Tip: Tear off the first page with its numbered part diagrams so you can refer to it regardless of what page of the instructions you are on.
That is a real spring in the photo. The saddle spring is real too and there is even a spring for the main rectangular stand. I should really have painted the nuts and bolts in a bare metal colour first, but it was not a problem to retouch it after assembly.
The only fault I found – assuming I did not cause it somehow – is that the front curved section of the exhaust pipe did not quite reach from the cylinder port to where it attaches to the silencer segment. I filed away some plastic from the inside of its curve where it goes under the crank case, which mostly solved the problem.
The chain is a ring of flexible PVC or a similar material.
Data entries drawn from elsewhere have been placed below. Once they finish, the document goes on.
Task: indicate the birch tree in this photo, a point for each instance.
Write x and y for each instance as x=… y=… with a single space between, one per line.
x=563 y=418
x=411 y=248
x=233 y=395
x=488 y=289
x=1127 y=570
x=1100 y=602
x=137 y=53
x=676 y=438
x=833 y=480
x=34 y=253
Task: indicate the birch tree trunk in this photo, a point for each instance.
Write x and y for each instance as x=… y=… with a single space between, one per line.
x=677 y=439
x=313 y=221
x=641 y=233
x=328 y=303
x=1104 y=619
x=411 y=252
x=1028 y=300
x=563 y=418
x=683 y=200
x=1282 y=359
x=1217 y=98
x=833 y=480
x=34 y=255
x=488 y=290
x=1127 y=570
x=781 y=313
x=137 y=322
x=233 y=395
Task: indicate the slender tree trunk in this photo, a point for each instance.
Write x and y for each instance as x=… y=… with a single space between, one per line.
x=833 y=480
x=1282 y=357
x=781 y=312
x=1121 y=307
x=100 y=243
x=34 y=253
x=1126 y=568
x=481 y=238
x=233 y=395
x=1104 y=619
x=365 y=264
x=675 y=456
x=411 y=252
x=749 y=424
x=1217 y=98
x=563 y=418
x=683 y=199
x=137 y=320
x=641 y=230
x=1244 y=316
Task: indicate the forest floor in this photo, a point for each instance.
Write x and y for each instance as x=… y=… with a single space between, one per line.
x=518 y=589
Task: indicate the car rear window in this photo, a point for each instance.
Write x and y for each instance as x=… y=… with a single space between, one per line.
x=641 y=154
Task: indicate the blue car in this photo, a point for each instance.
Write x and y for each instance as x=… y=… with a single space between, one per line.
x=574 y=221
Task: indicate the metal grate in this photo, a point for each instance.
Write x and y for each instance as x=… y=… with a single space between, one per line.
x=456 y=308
You put it over the rear sprocket, and then fit the back wheel to the frame using the (plastic) axle. Then you extend the chain out of its natural circular shape and fit it over the small front chain-wheel on the inside of the left engine cover before gluing that cover in place, which stretches the chain into its realistic tensioned shape. Not easy!
Tip: Lubricate the axles with soap or similar. They are a push fit and you might need to pull the rear one out if, for example, you insert the wheel into the frame without first putting the chain on.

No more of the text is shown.